Place the chicken livers in a 3-quart pot. Cover them with cold water. Bring the contents of the pot to a boil, lower to a simmer and cook for about 30 minutes. Drain in a colander and allow to cool.

Heat about 1 inch of the fat or canola oil in a 10-inch skillet. Add the onion and sauté for about eight minutes over medium heat. Season with the salt and pepper.

Working in two batches, add 1/2 of the livers, 1/2 of the onions and an egg to the bowl of a food processor fitted with the steel blade. Pulse on and off to desired consistency. Some people prefer a more coarse chopped liver while others prefer it smooth.

Remove the first batch to a bowl and process remaining chicken livers, onion and egg. Remove to the bowl. Blend well.

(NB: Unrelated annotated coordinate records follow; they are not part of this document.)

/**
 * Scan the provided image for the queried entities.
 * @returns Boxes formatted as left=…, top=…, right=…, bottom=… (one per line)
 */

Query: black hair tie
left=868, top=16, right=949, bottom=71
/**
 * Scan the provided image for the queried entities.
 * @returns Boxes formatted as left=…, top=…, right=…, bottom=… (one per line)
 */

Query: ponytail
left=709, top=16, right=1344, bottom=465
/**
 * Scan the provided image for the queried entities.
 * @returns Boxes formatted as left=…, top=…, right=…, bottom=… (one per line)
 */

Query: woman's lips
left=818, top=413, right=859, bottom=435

Add the mayonnaise and Cognac or brandy and stir to blend well. Taste and correct for seasoning.

Serves eight.

Note from Phyllis: Chopped chicken liver is Jewish pate. You can buy chicken fat from most butcher shops. I buy mine from Godshall’s in the Reading Terminal Market. Although canola oil works in this recipe, there is no substitute for chicken schmaltz for flavor.